— У тебя беда, дитя? — спросил, глядя на нее, аббат.
— Да, mon Pere, — призналась Стелла.
Они сели рядом на обнажившуюся скалу, где они сидели в день их первой встречи, и Стелла выпалила всю историю, а затем старательно, слово в слово, повторила послание доктора. Аббат кивнул головой.
— Вы поедете, mon Pere? — спросила Стелла взволнованно.
— Разумеется, — сказал он коротко.
Послание было подобно призывному звуку трубы, но доктор недооценил его, он поехал бы и без этого. Сказку Стеллы о эльфах и глазных примочках он пропустил, как вздор.
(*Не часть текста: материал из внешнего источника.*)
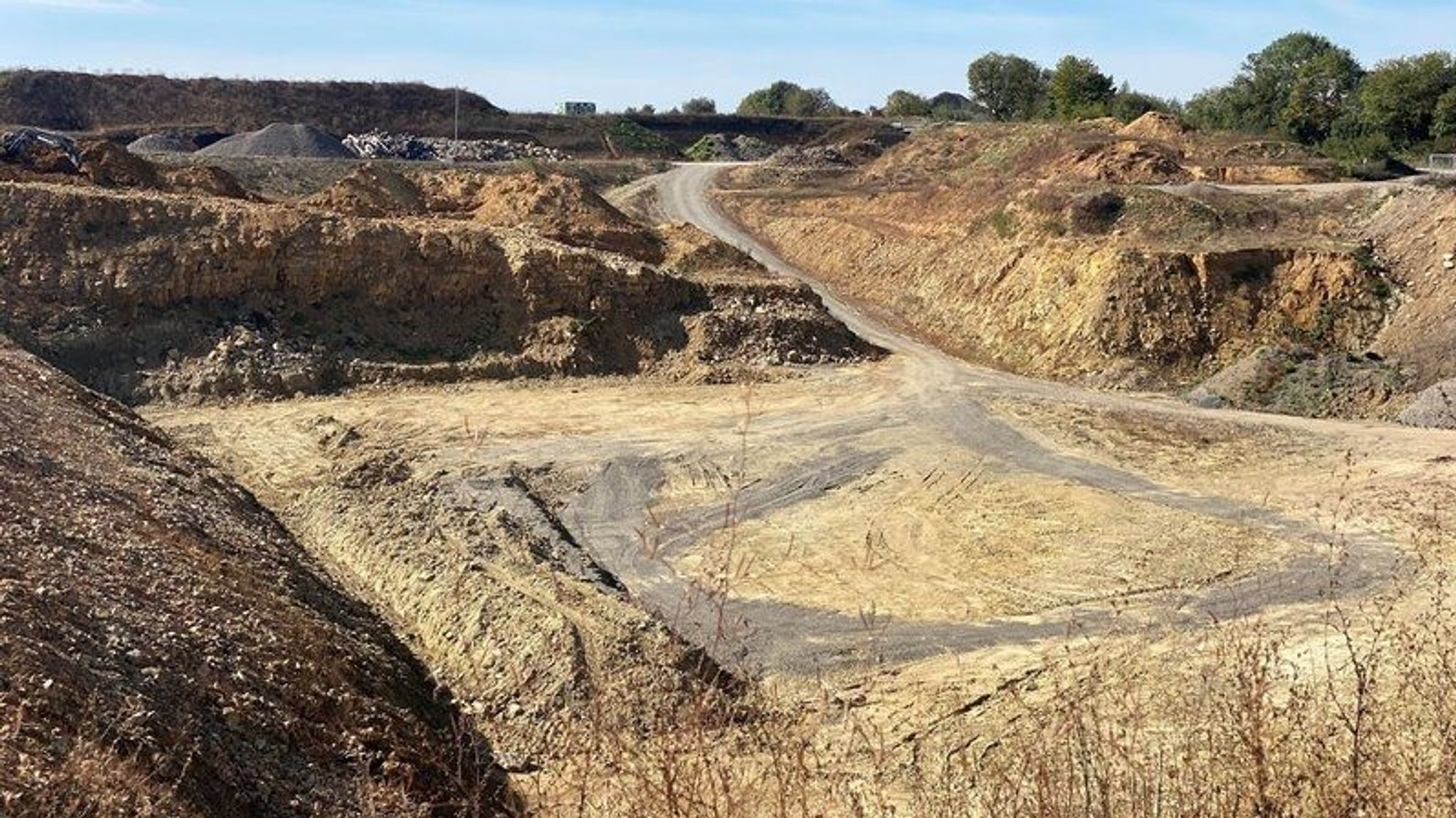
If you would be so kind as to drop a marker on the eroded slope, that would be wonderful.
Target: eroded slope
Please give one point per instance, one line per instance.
(1062, 251)
(168, 648)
Но ее сон воспринял серьезно, так как помнил, что девочка всегда знала наперед все дурное, что случалось с Захарией. Он лучше доктора понимал силу и тайну того единства, которое иногда существует между мужчиной и женщиной, знал, потому что сам испытал это. Хотя никогда прежде, подумал аббат, улыбаясь, он бы не поверил, что это может происходить, когда женщина еще совсем ребенок.
Стелла заметила эту улыбку и положила руку аббату на колено.
— Все будет хорошо, mon Pere?
— Да, Стелла. Каким бы страшным не был шторм, в который попал Захария, даже если случилось кораблекрушение, он благополучно достигнет суши.
— Но он не попал в шторм, mon Pere.
— Природные бури это не единственный вид шторма, Стелла.
Он оглянулся на часовню, которая теперь уже была такой темной, что без фонаря они с трудом бы различили друг друга.
— Хотя, я думаю, очень скоро должна начаться и одна из естественных бурь. Тоже очень страшная.
Один из внезапных порывов ветра, возвещающих о буре, пронесся вокруг часовни, издавая звук, похожий на тот, что издавал «бычий рев», созывающий Их, и, не говоря друг другу ни слова, они преклонили колени и помолились за тех, кто в опасности. По крайней мере, аббат молился, а Стелла так испугалась, что ее холодная рука дрожала в руке аббата, ее пересохший рот глотал пыль, и она не могла вспомнить ни одного слова.
— Ты боишься, Стелла? — подшучивал аббат над девушкой, когда они поднимались на ноги. — А я-то думал, что ты никогда не боишься.
— Я боюсь крыс, грозы и Их, — призналась Стелла, и ее щеки покрылись стыдливым румянцем. — Я так испугалась, что не могла молиться о Захарии.
— Не показывай своего страха, вверь молитву о Захарии Богу, и этот ценный дар станет более приемлемой молитвой, чем любое повторение простых слов, — произнес аббат медленно.
Стелла взглянула на него, и ее глаза вдруг засияли радостью новой мысли. Теперь аббат очень часто дарил ей новые идеи — он всегда говорил медленно, как бы подчеркивая каждое слово, чтобы она складывала его идеи и бережно хранила для будущего. Осененная интуицией, Стелла знала, что эта мысль, если ее осуществить, коренным образом изменит всю ее жизнь.